By Natalie Sell | January 30, 2019
For years, the Red Delicious apple was the American favorite. Which begs the question: why?
To me, Red Delicious apples have almost no redeeming qualities. They taste like styrofoam. The skin is tough. Even the uniform five-pronged bottom seems unnatural to me. But maybe that’s why people like them. Their perfectly structured, identical beauty draws people in with promises of sweet juice, only to break those promises as soon as teeth break into the apple. Which is hardly an easy task, considering the toughness of the bitter skin.
So why was it so popular for so many years? Why not other, better apples, with more appealing texture, taste, and appearance? I’m here to answer that question.
The apple first started gaining popularity in a time when American society centered around organization and shiny beauty. Citizens strived to portray a perfect family and perfect house to attest to their competence and superiority. Are we really that shallow? Apparently so.
As consumers continued to buy the shiny apples, orchards kept expanding. Commercial producers profited off of the apples’ long-lasting qualities. However, these qualities came at a price. While the thick skin made it more durable in transport and resistant to damage, it also added an unpleasant leathery texture to the apple. Companies continued to breed it selectively, always choosing appearance over taste.
But now the dynamic has changed. Fewer and fewer people are picking Red Delicious off the shelves, opting instead for better tasting apple varieties: Honeycrisp, Gala, Pink Lady, and far more.

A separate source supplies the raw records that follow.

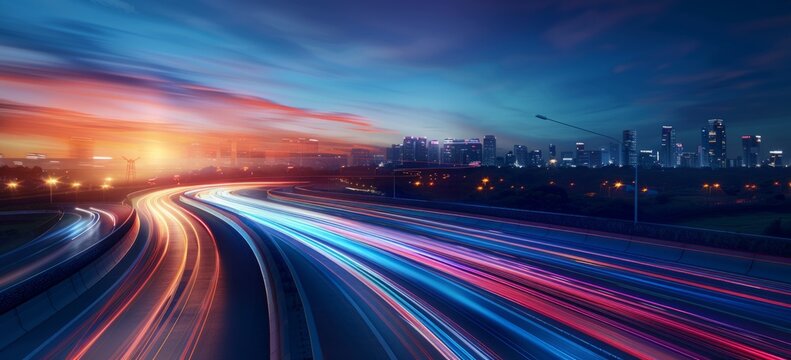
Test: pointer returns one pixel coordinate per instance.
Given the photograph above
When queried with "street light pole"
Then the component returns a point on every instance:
(636, 166)
(51, 182)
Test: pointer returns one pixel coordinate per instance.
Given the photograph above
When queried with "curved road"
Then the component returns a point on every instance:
(240, 270)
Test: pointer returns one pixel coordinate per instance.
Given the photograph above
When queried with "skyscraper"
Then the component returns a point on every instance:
(489, 150)
(751, 150)
(615, 154)
(775, 158)
(582, 156)
(703, 149)
(408, 149)
(509, 158)
(361, 157)
(629, 148)
(717, 151)
(461, 151)
(434, 152)
(521, 156)
(667, 150)
(421, 151)
(536, 159)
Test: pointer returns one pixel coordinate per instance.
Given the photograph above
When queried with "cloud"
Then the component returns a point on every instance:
(571, 32)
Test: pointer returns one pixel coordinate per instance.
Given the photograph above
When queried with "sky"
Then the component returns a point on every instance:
(148, 77)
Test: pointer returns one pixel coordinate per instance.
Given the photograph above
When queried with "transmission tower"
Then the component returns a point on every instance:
(131, 172)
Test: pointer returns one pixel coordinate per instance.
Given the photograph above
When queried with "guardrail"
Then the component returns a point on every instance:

Despite the decline in popular opinion, the Red Delicious continues to be served in schools, hospitals, and hotels, where consumers have little choice in the food options. Within Greenhills, the piles of Red Delicious in the cafeteria grow as the Gala apples are picked out from among them. Interviews from fellow students attest to this fact as they express their distaste for the sickly sweet fruit.
“Red Delicious is disgusting, and it’s a capitalist scheme,” claimed one student.
“You know those styrofoam apples that people put in fake fruit bowls? Yeah. Red Delicious is like those,” said another.
The students have spoken. Red Delicious no longer reigns, and should be replaced by its more complex and flavorful peers.